Mitt Romney gave us first-in-the-nation socialized medicine with RomneyCare (that is, if you don’t count socialist Medicare and Medicaid, which the Republicans in Washington have never made any serious effort to repeal).

Romneycare doesn’t work, by the way. Costs there are skyrocketing: See http://tinyurl.com/6ou68ke and http://tinyurl.com/7fpjq35.

Mitt Romney banned firearms even for Utah permit-holders at the 2002 Salt Lake City Olympics so as not to frighten the foreigners, despite the murders committed at the 1972 Munich Olympics precisely because of the Victim Disarmament rules in force there.

And Mitt Romney giddily signed a ban on so-called “assault weapons” in Massachusetts in 2004, declaring “Deadly assault weapons have no place in Massachusetts. … They are instruments of destruction for the sole purpose of hunting down and killing people.”
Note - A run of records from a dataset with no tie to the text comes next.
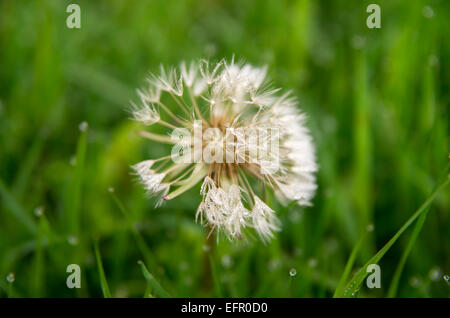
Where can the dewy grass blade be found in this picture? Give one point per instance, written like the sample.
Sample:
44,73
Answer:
349,265
103,281
16,209
142,246
417,228
355,283
156,286
216,279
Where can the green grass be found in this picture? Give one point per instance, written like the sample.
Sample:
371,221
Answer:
378,108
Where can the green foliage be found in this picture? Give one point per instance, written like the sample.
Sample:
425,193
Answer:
377,102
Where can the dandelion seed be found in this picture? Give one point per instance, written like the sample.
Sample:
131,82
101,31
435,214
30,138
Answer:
250,134
293,272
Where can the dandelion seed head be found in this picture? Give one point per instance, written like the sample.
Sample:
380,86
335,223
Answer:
240,113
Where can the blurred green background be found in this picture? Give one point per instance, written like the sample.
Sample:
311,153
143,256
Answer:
377,102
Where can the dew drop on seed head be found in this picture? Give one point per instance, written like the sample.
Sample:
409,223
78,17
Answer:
227,261
293,272
10,278
83,126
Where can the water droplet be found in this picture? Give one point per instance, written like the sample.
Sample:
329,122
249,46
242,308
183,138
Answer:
72,239
433,60
358,42
414,281
435,274
10,278
188,281
447,278
39,211
83,126
293,272
183,266
298,251
428,12
227,261
355,293
273,264
312,262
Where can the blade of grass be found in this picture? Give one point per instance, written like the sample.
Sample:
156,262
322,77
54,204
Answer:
16,209
354,284
159,291
401,264
39,259
142,246
349,265
103,281
73,208
216,279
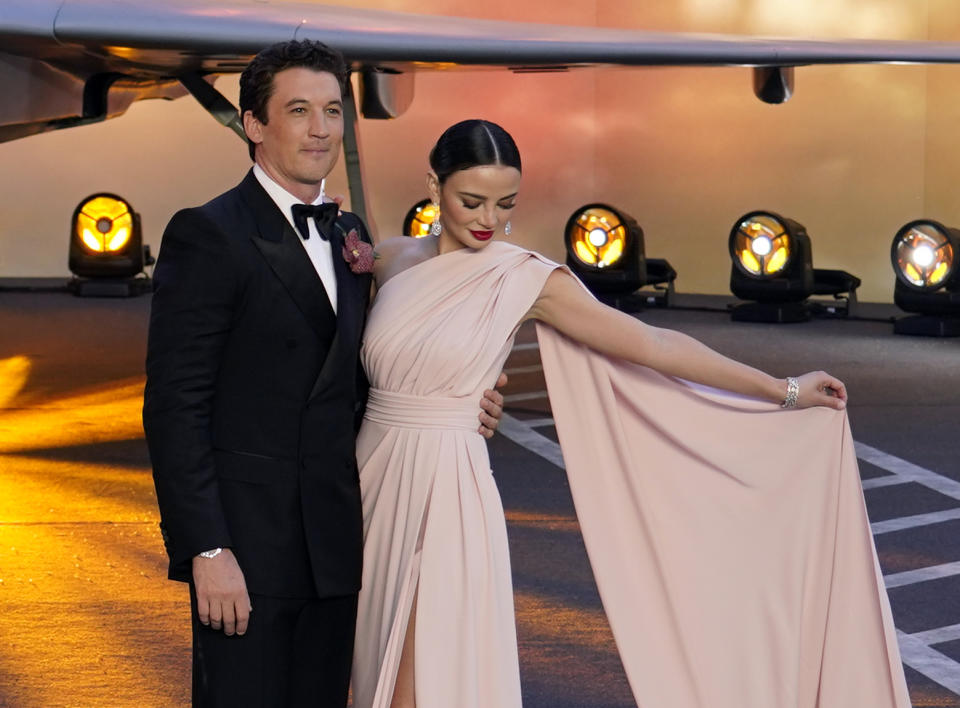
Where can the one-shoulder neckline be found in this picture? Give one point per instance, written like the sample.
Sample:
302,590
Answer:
420,263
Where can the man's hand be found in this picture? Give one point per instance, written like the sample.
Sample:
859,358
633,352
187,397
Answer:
222,599
492,408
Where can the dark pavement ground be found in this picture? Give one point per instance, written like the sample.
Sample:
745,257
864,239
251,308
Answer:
87,618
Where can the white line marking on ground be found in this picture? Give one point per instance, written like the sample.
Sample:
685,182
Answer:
912,522
915,650
939,635
521,433
523,370
921,575
538,422
513,397
891,480
908,471
929,662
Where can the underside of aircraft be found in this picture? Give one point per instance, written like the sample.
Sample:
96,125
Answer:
72,62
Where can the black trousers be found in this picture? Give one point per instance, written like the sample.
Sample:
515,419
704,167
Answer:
296,653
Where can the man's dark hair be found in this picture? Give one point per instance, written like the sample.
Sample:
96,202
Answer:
256,81
472,143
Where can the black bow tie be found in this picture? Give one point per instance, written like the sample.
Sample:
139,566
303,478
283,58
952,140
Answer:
325,216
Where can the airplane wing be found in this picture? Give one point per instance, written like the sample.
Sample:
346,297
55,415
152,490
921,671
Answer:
71,62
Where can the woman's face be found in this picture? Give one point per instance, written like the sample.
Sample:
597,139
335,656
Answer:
474,204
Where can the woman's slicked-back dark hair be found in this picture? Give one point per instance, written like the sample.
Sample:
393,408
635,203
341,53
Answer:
256,81
472,143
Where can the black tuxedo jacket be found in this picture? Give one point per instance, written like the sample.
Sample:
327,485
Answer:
253,387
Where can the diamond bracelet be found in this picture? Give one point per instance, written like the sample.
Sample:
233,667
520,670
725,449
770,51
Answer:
793,392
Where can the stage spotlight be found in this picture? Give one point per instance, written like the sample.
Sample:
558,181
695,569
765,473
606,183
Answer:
925,256
107,255
418,220
606,251
773,268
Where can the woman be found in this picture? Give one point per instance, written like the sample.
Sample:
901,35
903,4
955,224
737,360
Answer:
728,537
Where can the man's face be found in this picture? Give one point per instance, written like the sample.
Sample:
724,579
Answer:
300,142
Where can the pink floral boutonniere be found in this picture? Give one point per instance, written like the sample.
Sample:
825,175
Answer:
358,253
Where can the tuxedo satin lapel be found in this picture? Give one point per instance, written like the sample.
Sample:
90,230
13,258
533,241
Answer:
343,351
281,248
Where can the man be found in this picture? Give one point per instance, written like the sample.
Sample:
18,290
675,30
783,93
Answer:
253,388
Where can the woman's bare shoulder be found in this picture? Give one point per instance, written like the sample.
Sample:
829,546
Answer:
396,254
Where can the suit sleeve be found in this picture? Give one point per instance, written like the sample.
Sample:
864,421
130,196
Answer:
362,385
196,291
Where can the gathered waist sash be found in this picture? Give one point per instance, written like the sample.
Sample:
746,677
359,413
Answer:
426,412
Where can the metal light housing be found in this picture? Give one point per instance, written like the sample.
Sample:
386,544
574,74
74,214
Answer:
925,256
772,268
605,249
106,247
418,220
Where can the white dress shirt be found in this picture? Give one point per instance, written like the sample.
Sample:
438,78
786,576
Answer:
318,248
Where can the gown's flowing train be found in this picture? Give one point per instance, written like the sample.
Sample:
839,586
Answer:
728,538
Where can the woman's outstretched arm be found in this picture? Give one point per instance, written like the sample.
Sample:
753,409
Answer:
565,305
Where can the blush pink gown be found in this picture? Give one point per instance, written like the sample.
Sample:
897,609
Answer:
728,537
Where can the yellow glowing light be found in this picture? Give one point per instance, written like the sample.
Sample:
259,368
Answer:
749,261
777,261
762,245
420,219
105,224
924,256
598,237
939,273
584,253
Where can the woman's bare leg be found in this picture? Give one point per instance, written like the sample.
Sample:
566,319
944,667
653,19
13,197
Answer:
403,693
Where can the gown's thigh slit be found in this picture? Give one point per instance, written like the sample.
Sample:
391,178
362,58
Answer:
406,604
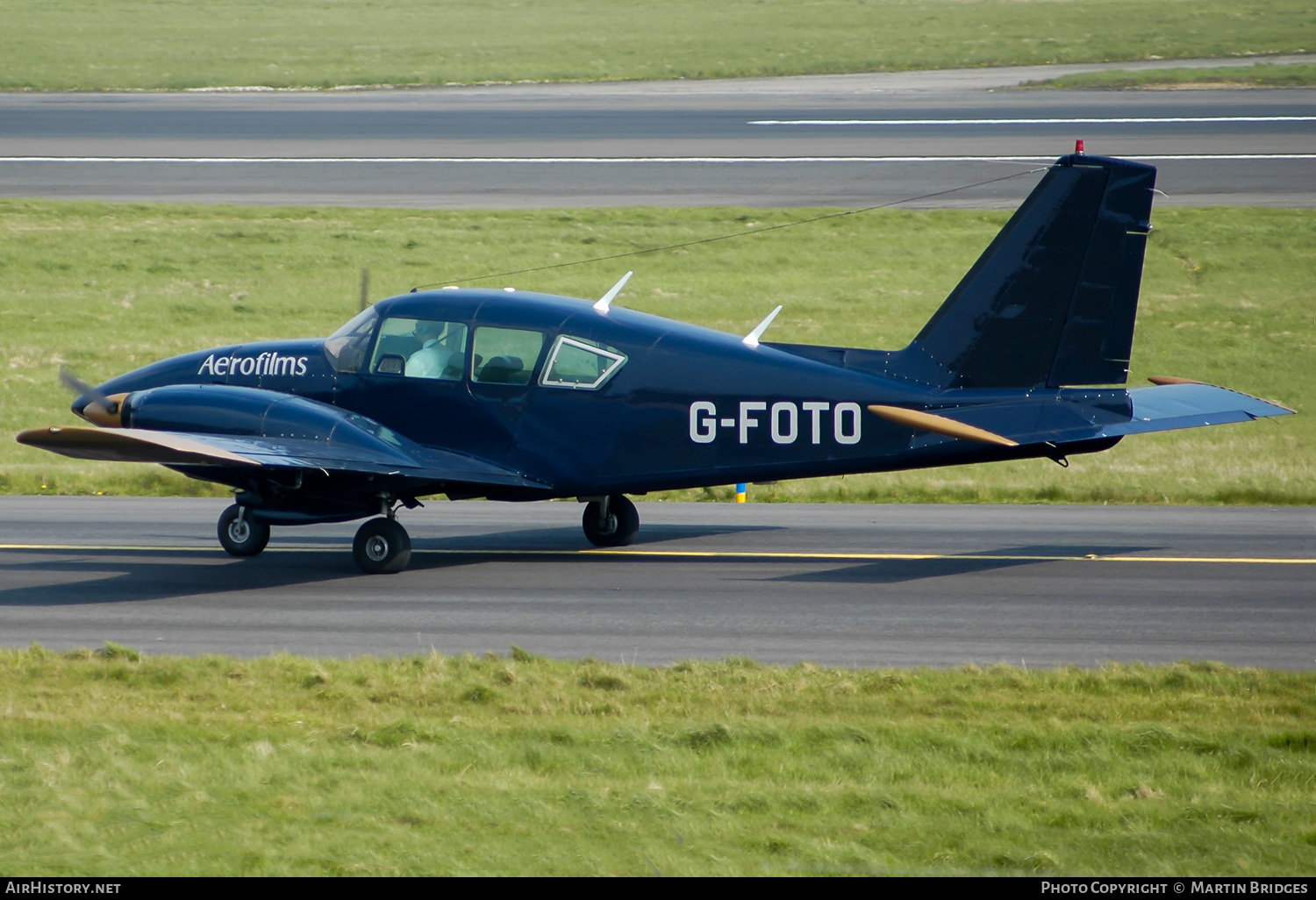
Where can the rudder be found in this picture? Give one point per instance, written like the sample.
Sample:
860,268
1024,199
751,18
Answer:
1053,299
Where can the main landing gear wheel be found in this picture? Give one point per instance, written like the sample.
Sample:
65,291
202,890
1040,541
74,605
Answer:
611,523
241,534
382,546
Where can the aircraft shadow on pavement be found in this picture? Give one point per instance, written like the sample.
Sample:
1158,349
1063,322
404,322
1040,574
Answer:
99,576
892,571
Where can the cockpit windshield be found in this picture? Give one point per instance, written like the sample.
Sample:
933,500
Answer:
347,347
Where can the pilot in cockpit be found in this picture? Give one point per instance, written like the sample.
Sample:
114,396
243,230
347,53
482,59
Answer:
433,355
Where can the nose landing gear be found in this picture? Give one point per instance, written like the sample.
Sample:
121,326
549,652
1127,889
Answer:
382,546
611,523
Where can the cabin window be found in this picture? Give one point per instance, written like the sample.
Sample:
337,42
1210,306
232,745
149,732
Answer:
420,347
347,347
505,355
581,363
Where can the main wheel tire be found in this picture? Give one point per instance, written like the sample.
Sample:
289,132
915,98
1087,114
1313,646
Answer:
382,546
618,529
245,536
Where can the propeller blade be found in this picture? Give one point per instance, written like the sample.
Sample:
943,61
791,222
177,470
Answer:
99,410
82,389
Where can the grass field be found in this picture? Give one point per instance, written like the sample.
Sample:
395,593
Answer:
291,766
1260,75
110,287
144,44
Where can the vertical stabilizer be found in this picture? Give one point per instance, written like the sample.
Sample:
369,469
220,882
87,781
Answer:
1052,300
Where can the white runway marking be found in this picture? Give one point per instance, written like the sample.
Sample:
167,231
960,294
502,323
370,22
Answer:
1150,120
624,160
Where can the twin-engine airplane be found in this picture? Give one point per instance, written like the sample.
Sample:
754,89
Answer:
526,396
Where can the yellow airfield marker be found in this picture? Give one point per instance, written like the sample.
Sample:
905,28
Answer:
715,554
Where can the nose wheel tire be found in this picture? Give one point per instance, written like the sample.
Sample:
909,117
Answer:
613,524
242,536
382,546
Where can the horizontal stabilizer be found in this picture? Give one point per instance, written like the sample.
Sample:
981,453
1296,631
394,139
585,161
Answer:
1084,416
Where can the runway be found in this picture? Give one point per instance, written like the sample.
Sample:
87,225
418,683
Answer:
837,584
845,141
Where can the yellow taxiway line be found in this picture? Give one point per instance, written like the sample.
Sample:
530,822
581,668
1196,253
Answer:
712,554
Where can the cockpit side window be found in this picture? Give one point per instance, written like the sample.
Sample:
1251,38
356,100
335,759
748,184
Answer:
347,347
581,363
420,347
505,355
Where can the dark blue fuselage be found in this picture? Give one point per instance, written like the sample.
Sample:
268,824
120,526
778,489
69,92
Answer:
689,408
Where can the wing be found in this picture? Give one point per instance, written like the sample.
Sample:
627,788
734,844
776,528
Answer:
194,449
1050,420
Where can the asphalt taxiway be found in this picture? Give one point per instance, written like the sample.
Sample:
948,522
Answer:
836,139
839,584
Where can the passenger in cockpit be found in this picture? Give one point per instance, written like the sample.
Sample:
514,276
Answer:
433,355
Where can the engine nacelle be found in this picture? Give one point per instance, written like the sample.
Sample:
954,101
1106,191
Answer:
241,412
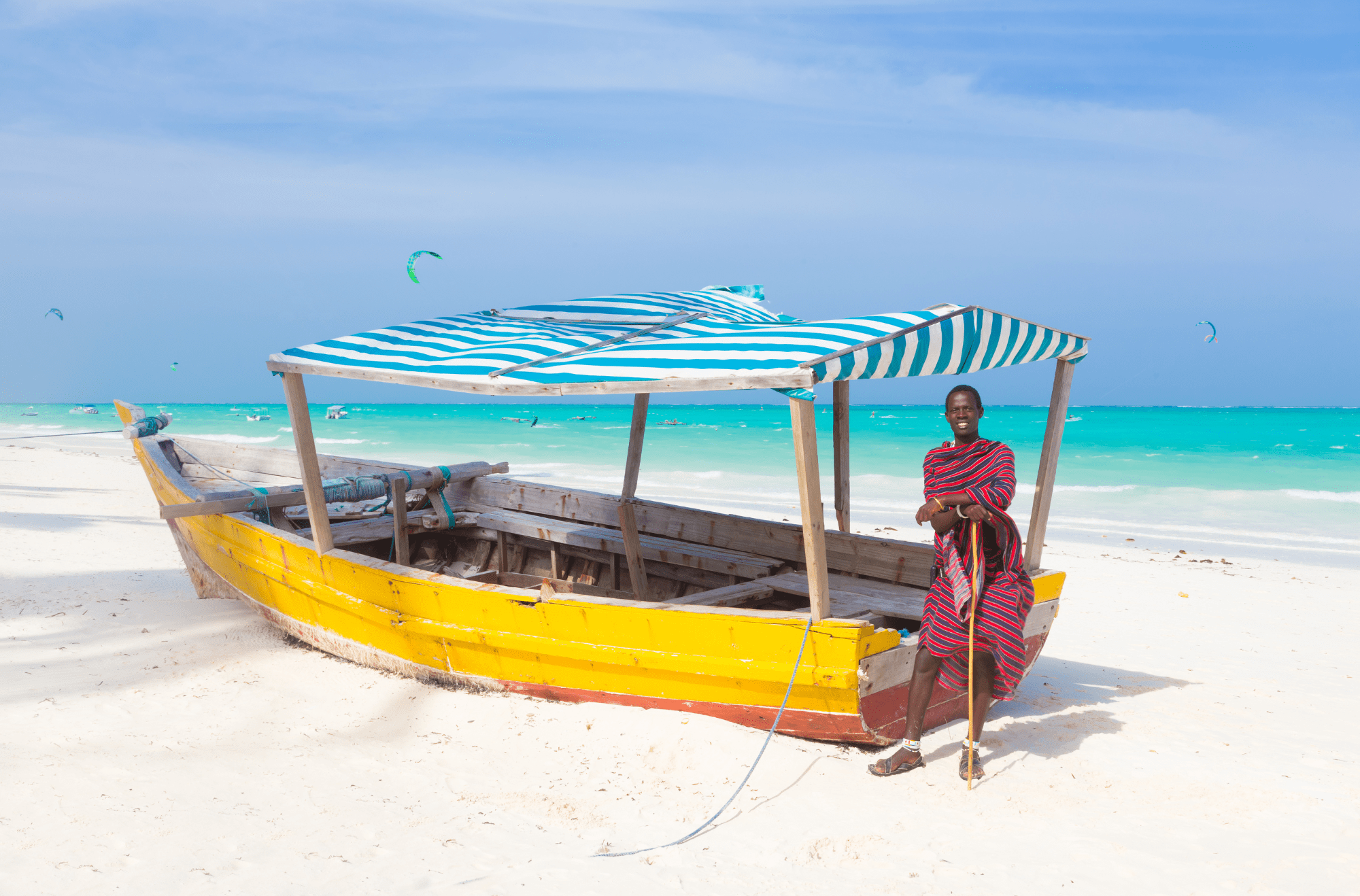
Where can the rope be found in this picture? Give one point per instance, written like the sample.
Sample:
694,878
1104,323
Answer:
52,436
697,831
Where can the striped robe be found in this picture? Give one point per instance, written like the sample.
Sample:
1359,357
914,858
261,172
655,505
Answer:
987,472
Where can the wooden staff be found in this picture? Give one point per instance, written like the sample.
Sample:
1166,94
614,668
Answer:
973,619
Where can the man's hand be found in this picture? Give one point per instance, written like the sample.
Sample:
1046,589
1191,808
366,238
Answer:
928,511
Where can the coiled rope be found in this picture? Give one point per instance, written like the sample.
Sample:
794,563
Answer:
751,772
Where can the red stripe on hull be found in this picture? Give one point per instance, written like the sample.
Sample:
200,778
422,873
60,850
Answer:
882,720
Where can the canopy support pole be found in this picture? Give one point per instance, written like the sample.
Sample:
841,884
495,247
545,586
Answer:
402,545
297,398
810,496
1048,466
628,519
841,443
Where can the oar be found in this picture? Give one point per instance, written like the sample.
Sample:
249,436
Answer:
973,619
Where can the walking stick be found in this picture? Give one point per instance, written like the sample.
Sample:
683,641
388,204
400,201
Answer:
973,618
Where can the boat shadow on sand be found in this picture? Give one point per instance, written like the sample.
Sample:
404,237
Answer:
1059,706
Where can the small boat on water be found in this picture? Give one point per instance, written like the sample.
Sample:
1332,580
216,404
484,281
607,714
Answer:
507,585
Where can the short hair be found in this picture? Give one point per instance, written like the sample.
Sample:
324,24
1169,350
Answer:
976,396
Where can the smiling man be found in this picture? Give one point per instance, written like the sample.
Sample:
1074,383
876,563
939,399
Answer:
969,486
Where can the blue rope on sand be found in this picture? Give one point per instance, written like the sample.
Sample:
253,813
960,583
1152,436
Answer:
700,830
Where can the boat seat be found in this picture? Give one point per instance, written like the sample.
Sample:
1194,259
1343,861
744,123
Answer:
849,596
583,535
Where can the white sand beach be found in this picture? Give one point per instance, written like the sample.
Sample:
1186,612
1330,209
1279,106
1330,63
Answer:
1191,728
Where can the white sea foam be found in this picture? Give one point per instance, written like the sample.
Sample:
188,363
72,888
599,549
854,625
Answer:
1351,498
231,437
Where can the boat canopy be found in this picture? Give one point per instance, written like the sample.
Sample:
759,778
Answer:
717,338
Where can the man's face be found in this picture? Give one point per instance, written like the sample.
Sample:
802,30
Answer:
962,413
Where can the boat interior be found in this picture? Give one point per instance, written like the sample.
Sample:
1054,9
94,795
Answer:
524,535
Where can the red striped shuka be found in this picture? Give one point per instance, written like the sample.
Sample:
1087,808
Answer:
987,472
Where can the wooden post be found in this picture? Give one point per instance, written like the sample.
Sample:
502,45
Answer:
810,493
628,519
1048,466
399,521
640,426
841,444
297,399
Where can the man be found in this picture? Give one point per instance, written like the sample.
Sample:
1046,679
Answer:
969,486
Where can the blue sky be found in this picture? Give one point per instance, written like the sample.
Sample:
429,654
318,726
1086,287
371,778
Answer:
209,183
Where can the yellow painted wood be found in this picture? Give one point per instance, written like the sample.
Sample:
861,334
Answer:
478,630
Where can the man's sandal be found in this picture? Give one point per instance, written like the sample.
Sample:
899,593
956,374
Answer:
883,769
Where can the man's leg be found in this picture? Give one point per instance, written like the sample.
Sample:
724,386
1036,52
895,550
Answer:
923,686
984,683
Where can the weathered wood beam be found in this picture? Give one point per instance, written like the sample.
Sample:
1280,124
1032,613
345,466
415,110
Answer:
628,515
841,445
1048,466
297,398
810,494
289,497
402,547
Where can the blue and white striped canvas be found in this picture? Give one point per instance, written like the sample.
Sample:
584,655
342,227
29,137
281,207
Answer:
736,345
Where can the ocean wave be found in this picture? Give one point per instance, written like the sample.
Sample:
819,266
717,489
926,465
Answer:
1351,498
229,437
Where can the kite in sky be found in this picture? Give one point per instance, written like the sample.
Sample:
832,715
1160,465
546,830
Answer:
411,263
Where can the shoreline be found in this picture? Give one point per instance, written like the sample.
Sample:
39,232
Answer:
165,743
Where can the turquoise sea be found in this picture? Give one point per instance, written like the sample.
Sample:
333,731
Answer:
1275,483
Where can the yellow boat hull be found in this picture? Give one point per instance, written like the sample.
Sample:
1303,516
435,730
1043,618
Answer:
735,664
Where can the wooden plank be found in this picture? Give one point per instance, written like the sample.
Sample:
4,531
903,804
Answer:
250,478
810,497
297,398
636,434
628,515
402,542
633,549
841,444
1048,466
683,319
730,596
289,497
851,596
279,462
655,569
583,535
886,559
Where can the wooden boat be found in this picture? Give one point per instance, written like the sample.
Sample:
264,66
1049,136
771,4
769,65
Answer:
466,576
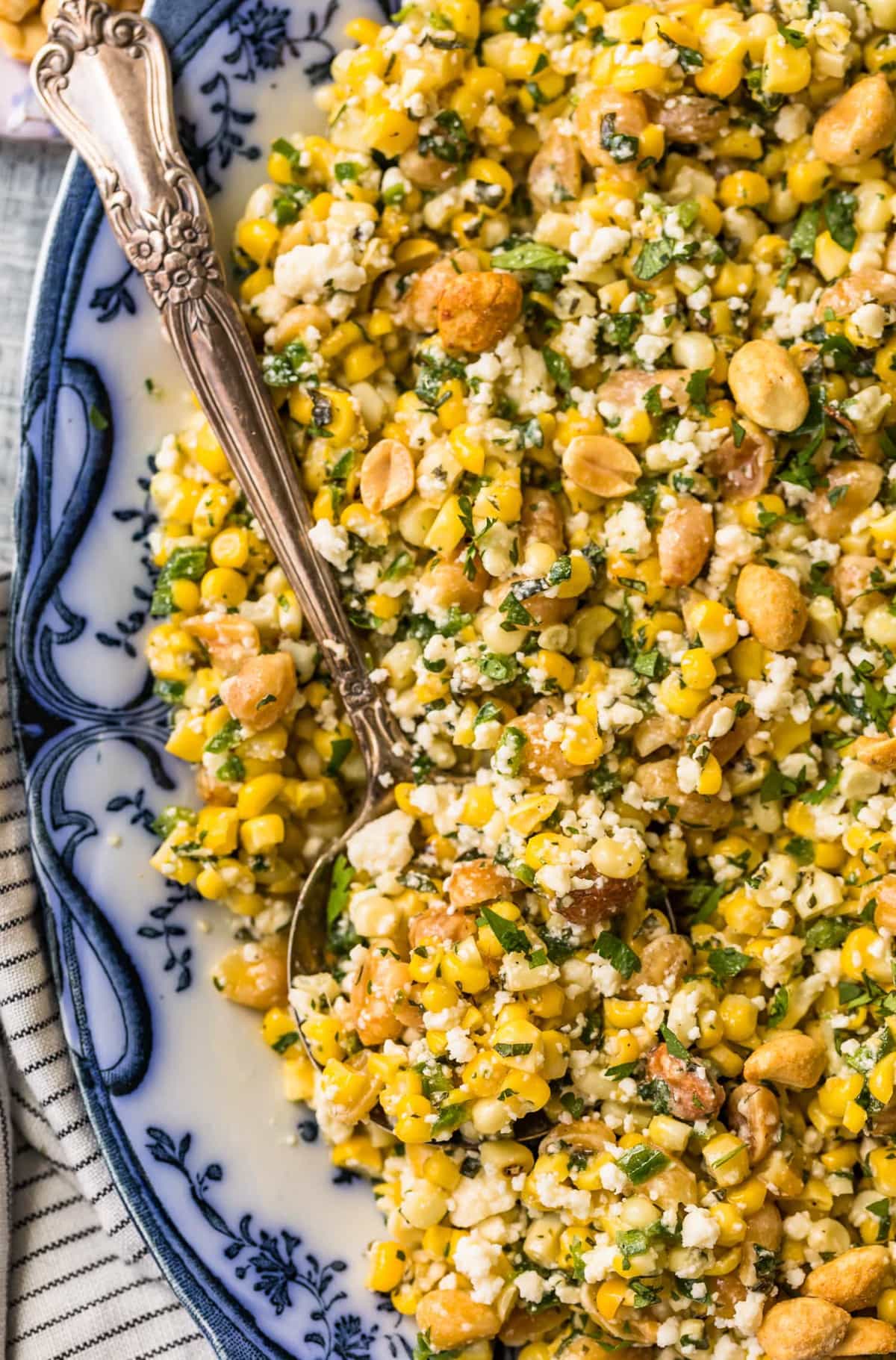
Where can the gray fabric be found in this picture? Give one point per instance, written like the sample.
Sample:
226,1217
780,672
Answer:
75,1276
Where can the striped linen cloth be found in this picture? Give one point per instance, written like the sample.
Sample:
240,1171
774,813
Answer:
79,1277
76,1280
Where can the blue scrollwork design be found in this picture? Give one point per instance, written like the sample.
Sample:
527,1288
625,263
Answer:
113,298
275,1260
172,934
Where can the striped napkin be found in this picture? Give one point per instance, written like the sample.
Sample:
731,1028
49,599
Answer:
78,1275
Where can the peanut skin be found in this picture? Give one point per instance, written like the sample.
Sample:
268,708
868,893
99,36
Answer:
859,124
768,387
803,1329
478,309
684,543
853,1280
Like redcoats? I believe General Gage told the Minutemen of Lexington and Concord pretty much the same thing in 1775.

But there is no truth — I repeat, the rumor has been completely discredited — that Gov. Romney concluded that signing ceremony by defiantly unzipping his fly and peeing on the Capitol statue of the Massachusetts Minuteman.

Others have called for Nevada’s caucus system to be replaced by a government-run voting-machine primary. While this would more accurately reflect the way the two branches of the Republicrat party have gone from private associations to mere subsidized adjuncts of the state, I disagree. I think participation is still way too high, as it is.

I believe we’d be more likely to end up with a principled, smaller-government president if Nevada’s Republican designee were chosen by Dean Heller, Sharron Angle, former state Sen. Ann O’Connell, Mina lobster farmer Bob Eddy, a member of Elko’s newspapering Steninger clan, and a randomly selected cattle rancher and brothel madam meeting in a smoke-filled room in Wells, with tie votes to be resolved through the use of pugil sticks.